Selon Greenpeace, « dans les pays en développement, l’agriculture écologique peut produire jusqu’à 80 % de plus à l’hectare. C’est la seule qui sera capable d’ici à 2050 de nourrir toute la population mondiale en installant partout où cela est nécessaire des petites fermes locales très productives. »

Une affirmation qui fait sourire Christiane Lambert. « En France, la part du porc bio dans la consommation est de 2,7 %. Parce que cela coûte très cher ».

Depuis quatre ans, les organisations regroupées derrière la FNSEA travaillent à un « vrai projet » d’une agriculture durable et préparent la Conférence de Paris sur le climat avec un catalogue de propositions « concrètes ».

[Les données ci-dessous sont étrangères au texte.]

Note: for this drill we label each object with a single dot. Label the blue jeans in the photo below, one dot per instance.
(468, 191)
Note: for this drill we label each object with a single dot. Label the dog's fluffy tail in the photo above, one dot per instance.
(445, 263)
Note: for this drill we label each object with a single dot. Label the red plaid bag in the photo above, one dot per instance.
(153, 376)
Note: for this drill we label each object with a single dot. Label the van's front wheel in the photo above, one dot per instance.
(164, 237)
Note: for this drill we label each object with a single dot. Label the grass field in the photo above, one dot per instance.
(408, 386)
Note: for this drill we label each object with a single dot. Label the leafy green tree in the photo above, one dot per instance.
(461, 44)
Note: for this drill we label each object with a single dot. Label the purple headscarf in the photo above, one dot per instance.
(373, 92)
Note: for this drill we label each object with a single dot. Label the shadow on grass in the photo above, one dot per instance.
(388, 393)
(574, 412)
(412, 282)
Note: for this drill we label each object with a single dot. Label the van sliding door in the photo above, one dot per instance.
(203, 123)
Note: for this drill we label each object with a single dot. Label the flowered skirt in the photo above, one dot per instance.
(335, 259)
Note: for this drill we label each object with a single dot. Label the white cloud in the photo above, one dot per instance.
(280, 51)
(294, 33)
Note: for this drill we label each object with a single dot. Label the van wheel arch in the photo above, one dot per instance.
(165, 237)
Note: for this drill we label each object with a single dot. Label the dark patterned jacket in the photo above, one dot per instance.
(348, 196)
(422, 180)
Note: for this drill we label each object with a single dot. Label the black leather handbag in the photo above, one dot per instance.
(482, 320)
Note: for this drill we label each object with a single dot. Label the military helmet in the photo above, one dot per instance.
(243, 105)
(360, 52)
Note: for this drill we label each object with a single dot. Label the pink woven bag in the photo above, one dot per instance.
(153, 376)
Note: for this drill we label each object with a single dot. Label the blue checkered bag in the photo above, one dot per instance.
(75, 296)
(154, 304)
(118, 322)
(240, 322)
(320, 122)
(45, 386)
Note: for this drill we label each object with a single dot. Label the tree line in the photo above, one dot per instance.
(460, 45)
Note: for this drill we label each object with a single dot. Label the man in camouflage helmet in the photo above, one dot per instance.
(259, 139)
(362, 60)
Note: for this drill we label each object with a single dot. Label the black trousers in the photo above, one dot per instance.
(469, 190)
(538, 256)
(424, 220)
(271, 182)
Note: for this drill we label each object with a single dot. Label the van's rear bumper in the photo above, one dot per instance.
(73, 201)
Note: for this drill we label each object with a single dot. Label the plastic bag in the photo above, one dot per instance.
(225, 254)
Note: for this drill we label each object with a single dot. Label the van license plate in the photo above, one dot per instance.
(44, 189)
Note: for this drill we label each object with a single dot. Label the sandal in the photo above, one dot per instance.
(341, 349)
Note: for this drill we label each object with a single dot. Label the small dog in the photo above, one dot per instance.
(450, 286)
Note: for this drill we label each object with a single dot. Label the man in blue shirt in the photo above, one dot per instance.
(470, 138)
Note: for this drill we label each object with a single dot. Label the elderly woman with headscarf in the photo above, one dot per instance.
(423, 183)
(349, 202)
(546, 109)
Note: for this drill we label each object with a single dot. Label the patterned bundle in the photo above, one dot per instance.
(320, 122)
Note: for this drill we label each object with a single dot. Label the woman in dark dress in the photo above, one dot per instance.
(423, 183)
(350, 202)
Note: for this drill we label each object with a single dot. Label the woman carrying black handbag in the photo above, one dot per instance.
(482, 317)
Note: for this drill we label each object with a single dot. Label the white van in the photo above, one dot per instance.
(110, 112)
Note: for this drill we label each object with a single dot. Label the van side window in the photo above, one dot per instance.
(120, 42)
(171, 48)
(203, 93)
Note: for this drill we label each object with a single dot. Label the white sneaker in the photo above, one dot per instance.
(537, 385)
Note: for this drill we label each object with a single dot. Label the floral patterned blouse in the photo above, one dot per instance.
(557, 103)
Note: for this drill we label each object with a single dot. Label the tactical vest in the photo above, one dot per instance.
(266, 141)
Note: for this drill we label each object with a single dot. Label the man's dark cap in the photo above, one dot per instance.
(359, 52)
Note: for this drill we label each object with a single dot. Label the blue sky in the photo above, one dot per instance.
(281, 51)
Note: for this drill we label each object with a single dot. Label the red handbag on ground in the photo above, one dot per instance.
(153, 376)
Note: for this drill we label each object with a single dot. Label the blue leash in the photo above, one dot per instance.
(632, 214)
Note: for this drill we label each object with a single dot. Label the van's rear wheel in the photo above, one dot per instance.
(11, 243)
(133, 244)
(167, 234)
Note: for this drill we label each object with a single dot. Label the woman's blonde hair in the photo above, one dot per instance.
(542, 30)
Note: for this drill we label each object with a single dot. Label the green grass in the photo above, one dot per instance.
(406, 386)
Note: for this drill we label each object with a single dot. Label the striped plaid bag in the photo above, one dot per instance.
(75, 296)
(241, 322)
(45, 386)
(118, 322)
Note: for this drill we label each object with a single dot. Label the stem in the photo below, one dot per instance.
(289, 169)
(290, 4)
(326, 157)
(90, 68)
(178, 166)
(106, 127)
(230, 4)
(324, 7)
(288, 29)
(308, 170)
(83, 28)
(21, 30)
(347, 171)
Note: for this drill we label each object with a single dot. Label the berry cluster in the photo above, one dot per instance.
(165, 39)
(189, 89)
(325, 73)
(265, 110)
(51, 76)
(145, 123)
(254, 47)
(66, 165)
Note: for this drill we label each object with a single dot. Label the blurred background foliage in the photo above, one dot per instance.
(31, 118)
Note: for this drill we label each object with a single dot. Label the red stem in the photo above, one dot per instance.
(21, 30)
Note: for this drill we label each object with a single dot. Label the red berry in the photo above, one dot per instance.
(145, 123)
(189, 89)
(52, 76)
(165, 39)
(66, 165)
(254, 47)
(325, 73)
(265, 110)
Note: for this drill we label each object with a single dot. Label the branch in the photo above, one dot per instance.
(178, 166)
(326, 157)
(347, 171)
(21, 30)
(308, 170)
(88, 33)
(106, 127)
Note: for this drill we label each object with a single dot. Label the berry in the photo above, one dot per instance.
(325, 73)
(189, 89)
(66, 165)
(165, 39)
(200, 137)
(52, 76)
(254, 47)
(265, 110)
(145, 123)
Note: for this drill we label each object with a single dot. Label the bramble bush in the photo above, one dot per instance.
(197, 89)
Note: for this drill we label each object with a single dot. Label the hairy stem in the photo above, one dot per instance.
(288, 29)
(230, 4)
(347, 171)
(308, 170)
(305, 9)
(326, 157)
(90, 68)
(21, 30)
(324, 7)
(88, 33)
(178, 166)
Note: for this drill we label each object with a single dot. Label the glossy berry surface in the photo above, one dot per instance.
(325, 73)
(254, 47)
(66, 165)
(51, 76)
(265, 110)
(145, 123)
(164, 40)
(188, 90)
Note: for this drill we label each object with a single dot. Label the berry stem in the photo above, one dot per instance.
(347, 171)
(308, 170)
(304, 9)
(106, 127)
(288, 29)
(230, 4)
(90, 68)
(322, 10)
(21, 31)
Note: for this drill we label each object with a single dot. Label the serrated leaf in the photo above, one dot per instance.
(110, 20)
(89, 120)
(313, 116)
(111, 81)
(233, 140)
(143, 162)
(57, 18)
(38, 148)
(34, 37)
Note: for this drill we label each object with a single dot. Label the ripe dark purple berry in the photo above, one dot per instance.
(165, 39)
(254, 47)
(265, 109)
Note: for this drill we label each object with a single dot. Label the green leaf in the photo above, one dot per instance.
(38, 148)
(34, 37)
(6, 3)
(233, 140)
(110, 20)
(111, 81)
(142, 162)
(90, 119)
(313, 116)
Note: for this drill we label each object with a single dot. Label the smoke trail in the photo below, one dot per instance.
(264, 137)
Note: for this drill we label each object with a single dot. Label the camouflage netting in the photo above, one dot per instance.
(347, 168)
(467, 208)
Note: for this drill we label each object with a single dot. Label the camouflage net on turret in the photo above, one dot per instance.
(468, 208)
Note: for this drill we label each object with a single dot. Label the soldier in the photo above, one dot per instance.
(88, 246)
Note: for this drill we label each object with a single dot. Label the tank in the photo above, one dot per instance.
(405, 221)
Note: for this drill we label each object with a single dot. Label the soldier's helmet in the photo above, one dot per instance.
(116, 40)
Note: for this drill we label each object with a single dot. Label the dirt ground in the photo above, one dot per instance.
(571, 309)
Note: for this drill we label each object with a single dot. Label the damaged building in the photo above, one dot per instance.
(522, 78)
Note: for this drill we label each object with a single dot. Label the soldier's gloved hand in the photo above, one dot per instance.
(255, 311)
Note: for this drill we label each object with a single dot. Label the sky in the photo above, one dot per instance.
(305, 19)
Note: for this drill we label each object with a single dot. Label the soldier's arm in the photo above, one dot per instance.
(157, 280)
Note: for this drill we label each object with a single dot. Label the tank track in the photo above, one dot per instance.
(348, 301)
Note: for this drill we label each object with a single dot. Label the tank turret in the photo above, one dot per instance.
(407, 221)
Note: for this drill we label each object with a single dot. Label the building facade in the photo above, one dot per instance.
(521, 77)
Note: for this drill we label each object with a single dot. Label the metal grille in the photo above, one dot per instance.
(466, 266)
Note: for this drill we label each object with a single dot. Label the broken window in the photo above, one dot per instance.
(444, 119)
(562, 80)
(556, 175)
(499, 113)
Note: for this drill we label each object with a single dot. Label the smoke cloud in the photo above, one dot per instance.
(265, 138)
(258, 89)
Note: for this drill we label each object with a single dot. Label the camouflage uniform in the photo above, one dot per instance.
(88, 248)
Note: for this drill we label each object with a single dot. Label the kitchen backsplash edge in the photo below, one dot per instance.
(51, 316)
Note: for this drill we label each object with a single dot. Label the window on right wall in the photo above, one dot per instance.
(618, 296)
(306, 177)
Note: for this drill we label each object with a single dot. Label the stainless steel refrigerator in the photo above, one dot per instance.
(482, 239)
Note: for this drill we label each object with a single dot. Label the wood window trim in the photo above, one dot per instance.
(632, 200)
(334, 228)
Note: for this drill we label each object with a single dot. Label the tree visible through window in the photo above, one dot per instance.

« Les agriculteurs sont directement concernés par ce qui touche au climat car ils sont à la fois impactés et impliqués », explique Christiane Lambert. Elle imagine à l’horizon des 20 prochaines années des exploitations « plus professionnelles, plus grandes, faisant largement appel à la technologie. Ce qui suppose des débats sociétaux sérieux ».

« La question est ailleurs », lui répond Michel Priour. « Si les sept milliards d’humains consomment comme les Américains ou les Européens, on est mort ! Il faut éduquer les gens à se nourrir autrement. Il n’est pas nécessaire de manger de la viande deux fois par jour ».

This article has been translated from French.